Channel firms are being left vulnerable says Kaspersky Lab
Around one in four IT, telecoms and financial services companies experienced a distributed denial of service (DDoS) attack over the last 12 months, according to a survey conducted by Kaspersky Lab and B2B International.
However, while just under half (47 percent) of financial businesses accept that they are prime targets, IT and telecoms companies don’t think they are any more at risk than other sectors, which could be leaving them vulnerable when it comes to IT security, said Kaspersky.
The study found that, overall, a third of companies (36 percent) believe they are likely targets for a DDoS attack, increasing only slightly for IT (40 percent) and telecoms businesses (38 percent). One in six (16 percent) of those surveyed has actually been hit, but this figure rises to one in four for companies in the IT (21 percent), financial services (22 percent) and telecoms (24 percent) sectors.

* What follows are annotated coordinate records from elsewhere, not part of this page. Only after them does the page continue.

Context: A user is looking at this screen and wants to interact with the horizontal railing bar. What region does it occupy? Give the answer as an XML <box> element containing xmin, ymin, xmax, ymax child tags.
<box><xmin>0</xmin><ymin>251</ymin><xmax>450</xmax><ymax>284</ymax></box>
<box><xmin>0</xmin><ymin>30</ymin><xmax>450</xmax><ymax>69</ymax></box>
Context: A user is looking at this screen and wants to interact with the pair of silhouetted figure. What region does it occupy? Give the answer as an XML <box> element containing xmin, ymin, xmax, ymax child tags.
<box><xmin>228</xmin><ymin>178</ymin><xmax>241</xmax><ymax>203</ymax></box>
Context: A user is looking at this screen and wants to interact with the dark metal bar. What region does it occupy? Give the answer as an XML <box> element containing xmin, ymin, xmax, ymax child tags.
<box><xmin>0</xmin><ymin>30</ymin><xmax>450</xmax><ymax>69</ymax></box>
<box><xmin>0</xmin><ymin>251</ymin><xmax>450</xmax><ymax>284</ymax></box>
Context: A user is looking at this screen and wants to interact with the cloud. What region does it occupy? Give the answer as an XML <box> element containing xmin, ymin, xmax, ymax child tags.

DDoS attacks have become one of the most popular weapons in the cyber-criminal arsenal, used to extort money, disrupt operations or damage reputations, and also to distract attention from another cyber-attack being carried out at the same time. Nearly 75 percent of businesses have said that DDoS attacks against their companies corresponded with other security incidents.
Yet the study shows that many companies “lack awareness” of DDoS and are unsure about how to stop them or limit their impact. Only 52 percent of companies feel “well-informed” about DDoS attacks and just 53 percent know how to prevent or mitigate them, rising to 61 percent of those in financial services and telecoms.
“As the recent DDoS attacks on telecoms companies and banks reveal, businesses in these sectors represent prime targets for DDoS attackers. In some cases, DDoS attacks are a smokescreen for cyber-theft or result in exorbitant ransom demands,” said Evgeny Vigovsky, head of Kaspersky DDoS Protection, Kaspersky Lab.
“That is why vulnerable sectors need to be extra-vigilant about security and be ready to deal with DDoS attacks. They need to build their understanding of the threat and choose the best protection against it. The days of DDoS attacks being an operational frustration that just resulted in some downtime are long over.”